The first two ascents added 2 pitches below the approach ramp but these are not commonly climbed.

Start off on 5th class slab and make your way to the base of the first pitch, a hand crack in darker rock

P1 5.10a
From a sloping stance, climb the hand crack which turns to lower angle fists and then climbs left to a single bolt belay.

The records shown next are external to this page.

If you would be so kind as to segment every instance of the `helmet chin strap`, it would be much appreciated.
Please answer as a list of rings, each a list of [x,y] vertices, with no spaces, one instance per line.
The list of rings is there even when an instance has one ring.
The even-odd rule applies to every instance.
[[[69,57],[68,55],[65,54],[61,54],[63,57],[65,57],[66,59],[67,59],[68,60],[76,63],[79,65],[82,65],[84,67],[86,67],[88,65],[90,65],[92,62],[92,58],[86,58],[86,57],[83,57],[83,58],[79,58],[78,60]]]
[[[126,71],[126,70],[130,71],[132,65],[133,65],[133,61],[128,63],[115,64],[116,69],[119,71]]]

P2 5.11 Yorkshire Gripper to Butterballs pitch
A tricky traverse move leads to a splitter on great rock. Excellent rock quality the whole pitch. Step right to a stance high up on the pitch after fun double hand cracks.

P3 5.9
From the stance head left into a flare. After mantelling the flare a nice flake gives access to a nice ledge underneath the crux.

P4 5.12a
Head up the left side of the pillar and mantel it. Scope out the moves, place a bomber cam, and fire off a few face moves to get into a finger crack heading into a tight corner. Not a long pitch but is it short enough?

The Headwall 5.11
Move the belay up to the next ledge underneath an imposing white headwall. This can be done in anywhere from 1-3 pitches but any belays will be hanging belays. There are 3 cruxes, one at a big low roof, a double crack crux, and the final roof 20 feet from the finish. Just enough lichen on this pitch to keep it interesting.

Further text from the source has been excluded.